Prices climbed 0.24 percent, the national statistics agency said today, lifting annual inflation to 3.47 percent as of Feb. 15 from 3.25 percent in January. Analysts had expected prices to rise 0.19 percent, according to the median of 18 estimates in a Bloomberg survey. Core inflation, which excludes energy and agriculture prices, rose 0.24 percent, compared with 0.19 percent forecast by 16 economists surveyed by Bloomberg.
Annual inflation rebounded after touching a 15-month low in January that prompted traders to increase bets the central bank would cut borrowing costs for the first time since 2009. The bank said it may cut the overnight rate from a record-low 4.5 percent if inflation keeps falling toward policy makers’ 3 percent target, leading 19 of 20 economists to forecast lower rates this year in a Feb. 20 Citigroup Inc. survey.
Today’s inflation report “is much higher than expected, and the market will reduce the probability of a rate cut in March,” Marco Oviedo, an economist at Barclays Plc, said in a telephone interview from Mexico City. For the rate cut outlook, the report “poses risks to the central scenario, which is a lower inflation environment,” he said.
The cost of mobile phone service rose 8.4 percent in the first half of February from two weeks earlier, the statistics agency said in its report, after prices tumbled in December as regulators moved to increase competition in the sector. Green tomato costs rose 14.8 percent, the institute said.
Banco de Mexico may cut rates “if we keep advancing in this convergence process, and it’s shown that we have inflation each time closer to 3 percent in a more sustainable way,” central bank Governor Agustin Carstens said Feb. 13. “We would like, with time, to see a greater convergence in inflation toward 3 percent.”
Yields on fixed-rate Mexican government bonds due in 2024 fell one basis point, or 0.01 percentage point, to 5.06 percent at 10:36 a.m. in Mexico City, according to data compiled by Bloomberg. Yields on inflation-linked bonds maturing in 2014 fell one basis point to 1.11 percent. The peso was little changed from yesterday at 12.7442 per dollar. The peso rose 8.4 percent last year, the most among 16 major currencies tracked by Bloomberg.
While prices rose more than expected, growth indicators showed signs of slowing economic expansion. January’s unemployment rate rose more than all 16 economists’ estimates in a Bloomberg survey to 5.42 percent, the statistics agency said today. Yesterday the agency reported December retail sales posted their first contraction since April 2010. December industrial output also dropped, surprising every economist surveyed by Bloomberg.
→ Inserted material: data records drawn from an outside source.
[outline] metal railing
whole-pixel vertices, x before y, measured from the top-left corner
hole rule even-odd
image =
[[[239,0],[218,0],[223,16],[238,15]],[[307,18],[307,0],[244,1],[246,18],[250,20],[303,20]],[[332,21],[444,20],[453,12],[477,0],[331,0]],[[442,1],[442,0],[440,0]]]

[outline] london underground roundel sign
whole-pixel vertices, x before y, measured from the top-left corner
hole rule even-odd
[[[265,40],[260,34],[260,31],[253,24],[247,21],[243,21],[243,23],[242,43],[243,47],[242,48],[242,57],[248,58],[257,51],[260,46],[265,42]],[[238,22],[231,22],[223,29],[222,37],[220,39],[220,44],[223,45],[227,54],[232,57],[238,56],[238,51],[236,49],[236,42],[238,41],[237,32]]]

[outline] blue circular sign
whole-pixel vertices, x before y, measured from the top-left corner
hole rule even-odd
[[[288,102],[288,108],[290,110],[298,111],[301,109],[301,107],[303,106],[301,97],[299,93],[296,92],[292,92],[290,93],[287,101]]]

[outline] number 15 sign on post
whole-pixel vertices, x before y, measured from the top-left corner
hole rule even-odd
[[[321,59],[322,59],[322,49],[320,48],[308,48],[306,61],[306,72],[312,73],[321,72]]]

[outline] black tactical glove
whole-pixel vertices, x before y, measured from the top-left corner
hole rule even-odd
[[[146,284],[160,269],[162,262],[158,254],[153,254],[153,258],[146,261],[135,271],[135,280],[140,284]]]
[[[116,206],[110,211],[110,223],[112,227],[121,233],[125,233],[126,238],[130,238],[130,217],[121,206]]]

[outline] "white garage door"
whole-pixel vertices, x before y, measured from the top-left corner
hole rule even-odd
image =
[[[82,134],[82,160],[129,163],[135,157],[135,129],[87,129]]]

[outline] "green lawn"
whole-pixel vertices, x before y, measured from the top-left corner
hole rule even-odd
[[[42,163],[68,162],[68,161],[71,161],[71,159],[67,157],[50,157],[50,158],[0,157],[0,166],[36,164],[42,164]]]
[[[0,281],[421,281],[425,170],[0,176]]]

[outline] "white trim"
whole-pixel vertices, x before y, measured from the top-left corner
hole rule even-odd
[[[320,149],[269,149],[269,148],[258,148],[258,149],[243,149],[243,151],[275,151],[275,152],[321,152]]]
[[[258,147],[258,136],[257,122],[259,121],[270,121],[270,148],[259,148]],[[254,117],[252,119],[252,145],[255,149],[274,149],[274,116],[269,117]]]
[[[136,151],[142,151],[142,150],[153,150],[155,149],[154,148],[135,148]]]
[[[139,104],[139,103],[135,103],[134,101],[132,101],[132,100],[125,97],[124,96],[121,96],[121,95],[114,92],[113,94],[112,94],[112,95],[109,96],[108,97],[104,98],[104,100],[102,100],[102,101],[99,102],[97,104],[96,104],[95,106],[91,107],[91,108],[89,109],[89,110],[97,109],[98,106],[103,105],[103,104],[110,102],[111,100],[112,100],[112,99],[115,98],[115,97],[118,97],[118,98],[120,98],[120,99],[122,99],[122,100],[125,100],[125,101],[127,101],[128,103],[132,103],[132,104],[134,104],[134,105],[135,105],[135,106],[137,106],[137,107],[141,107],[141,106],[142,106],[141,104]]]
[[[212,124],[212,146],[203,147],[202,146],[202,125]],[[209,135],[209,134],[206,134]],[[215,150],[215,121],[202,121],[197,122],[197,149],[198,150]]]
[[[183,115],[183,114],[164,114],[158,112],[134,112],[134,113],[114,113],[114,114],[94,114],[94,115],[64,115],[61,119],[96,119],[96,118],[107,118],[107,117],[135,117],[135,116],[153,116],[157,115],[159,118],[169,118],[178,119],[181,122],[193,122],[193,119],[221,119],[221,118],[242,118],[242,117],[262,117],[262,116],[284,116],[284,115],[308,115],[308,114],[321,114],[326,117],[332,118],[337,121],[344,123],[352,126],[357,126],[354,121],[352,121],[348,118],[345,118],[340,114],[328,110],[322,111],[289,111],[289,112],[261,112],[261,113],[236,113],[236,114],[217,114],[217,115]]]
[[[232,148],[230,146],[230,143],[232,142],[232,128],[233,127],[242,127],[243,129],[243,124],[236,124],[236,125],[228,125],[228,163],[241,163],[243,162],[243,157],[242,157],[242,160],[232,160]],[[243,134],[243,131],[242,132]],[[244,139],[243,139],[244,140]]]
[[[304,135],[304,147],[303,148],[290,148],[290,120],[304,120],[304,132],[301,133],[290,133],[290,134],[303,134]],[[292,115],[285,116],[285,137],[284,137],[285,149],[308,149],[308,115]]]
“Growth at least in the first half of the year will moderate. We’ll be seeing a much weaker external demand and this will eventually translate into domestic demand numbers,” Grupo Financiero Banorte SAB economist Delia Paredes said in a telephone interview from Mexico City. “We continue to expect Banco de Mexico to cut rates in its March 8” meeting.
Analysts see a 50 basis-point rate cut by April, according to the median estimate in the most recent bi-weekly survey by Citigroup’s Banamex unit. In the previous poll they forecast a change in rates in January 2014.
Gross domestic product rose 0.8 percent in the fourth quarter from the previous three months, more than the 0.6 percent median estimate in a Bloomberg survey of seven economists, while the central bank said Feb. 13 that Mexico’s economic expansion is more likely to slow than speed up and could be held back if growth stalls in the U.S.
Mexico’s economy will probably expand 3.5 percent this year and 3.9 percent in 2014, according to the median forecast of economists surveyed by Bloomberg, after growing 3.9 percent in 2012.
Manuel Sanchez, one of five Banco de Mexico board members, disagreed with the view of the board’s majority on inflation, saying in a Feb. 20 report that Mexico still needs a “vigilant” monetary policy. Sanchez said that annual price increases haven’t been converging toward the target and highlighted the seven months that inflation spent above the 4 percent upper end of the central bank’s target range last year.
“Convergence of inflation to the permanent target demands more than a few months of good results,” Sanchez wrote.